Veveve 1 mese fa su tio
Perché invece di perdere tempo a rivangare il passato non vi date una mossa adesso con queste vaccinazioni in modo che chi vuole la possa fare il prima possibile così da ritornare alla normalità’ (almeno si spera)! Siamo 3 gatti in Svizzera con un po’ di impegno e organizzazione potevamo già essere come Israele invece si è perso tempo in chiacchiere!
marco17 1 mese fa su tio
Che spettacolo da circo. Se il Consiglio federale prende misure di confinamento, le critiche feroci si abbattono sul CF e su Berset in particolare. Ma gli stessi che già in estate chiedevano l'abolizione delle misure per combattere il Covid, ora accusano il CF federale e Berset per aver aver abbandonato le misure restrittive. Gli stessi che criticano aspramente gli esperti che reclamano misure sempre più drastiche, ora si basano su questi stessi esperti per criticare gli allentamenti del passato. Gli stessi ambienti che reclamano a gran voce l'abolizione delle misure restrittive in vigore, saranno i primi tra qualche mese a denunciare l'agire del governo e di Berset per aver allentato le misure. Nel mondo della covidiozia e dello sciacallaggio politico è festa tutti i giorni.
Geni986 1 mese fa su tio
@marco17 Grazie per essersi preso il tempo per queste parole, che condivido appieno!
Biaggi 1 mese fa su tio
Evviva la democrazia primo commento banato
Biaggi 1 mese fa su tio
Un dipendente sbaglia Paga Magari anche con il licenziamento. In questi casi no diamogli un premio di buona uscita
ciapp 1 mese fa su tio
ahahaha ma daiiiii
Meiroslnaschebiancarlengua 1 mese fa su tio
Rimettiamo nel contesto. Ad agosto eravamo ai minimi storici di PCR positive e c'erano pseudo-esperti che dicevano (vedi Prof Peronne) addirittura che i positivi erano falsi positivi. Quando, a settembre, dissi ad un giornalista che la seconda ondata era lì dietro l'angolo, mi rispose che queste cose non si potevano scrivere. Alain Berset ha studiato scienze politiche, non epidemiologia e come tutti quelli che sono digiuni di epidemiologia a fine estate dell'anno scorso era troppo ottimista. Non era, e di gran lunga il solo. Ha fatto una cavolata con questo documeto? Sicuramente. È l'unica boiata che le nostre autorità hanno fatto? No. Adesso Berset diventerà la zerbino degli altri schieramenti politici. Però, ad agosto nessuno era contro misure più blande. Adesso gli faranno la lezione, tra una domanda d'apertura di ristoranti e un'altra per i musei (volute da PLR e UDC).

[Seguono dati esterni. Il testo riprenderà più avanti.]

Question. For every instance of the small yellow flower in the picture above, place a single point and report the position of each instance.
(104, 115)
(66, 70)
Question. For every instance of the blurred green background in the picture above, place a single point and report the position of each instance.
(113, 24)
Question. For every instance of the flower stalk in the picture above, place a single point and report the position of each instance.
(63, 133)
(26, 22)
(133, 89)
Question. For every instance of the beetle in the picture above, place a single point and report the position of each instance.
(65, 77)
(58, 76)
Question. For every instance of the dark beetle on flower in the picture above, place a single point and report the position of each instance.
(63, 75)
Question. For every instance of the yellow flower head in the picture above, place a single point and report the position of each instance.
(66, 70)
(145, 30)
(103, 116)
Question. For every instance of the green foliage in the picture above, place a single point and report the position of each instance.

Guardate che il virus è qui e ci resterà. La mascherina la metteremo almeno fino a luglio 2022. Poi vedremo.
Don Quijote 1 mese fa su tio
@Meiroslnaschebiancarlengua Non ci vuole la scienza e tantomeno la politica per prevedere l'andamento dei contagi e la scomparsa di un virus influenzale pandemico, con o senza vaccino. Una volta che il virus ha contagiato o ucciso quella piccola parte suscettibile della popolazione, non trova più il modo di replicarsi, neanche mutando fino a che gli viene il mal di testa e dunque scompare mediamente in 12/18 mesi. Tutti gli anni lo vediamo,anche con virus ben più cattivi del CV19 come nel 18, nel 57 e nel 69.
Meiroslnaschebiancarlengua 1 mese fa su tio
@Don Quijote 12 mesi sono passati e il virus è ancora qui. Il virus ha ucciso solo 10'000 persone in Svizzera solo perchè ci siamo mobilizzati a livello sanitario. Senza vaccino e con l'arrivo di ceppi mutati, le persone a rischio vitale in Svizzera sono 2 milioni. Quindi la storiella del virus che se ne va in 12/18 mesi la si può credere, ma è sbagliata (per dare un ordine d'idea: nettamente più probabile quella di gesù bambino che porta i regali).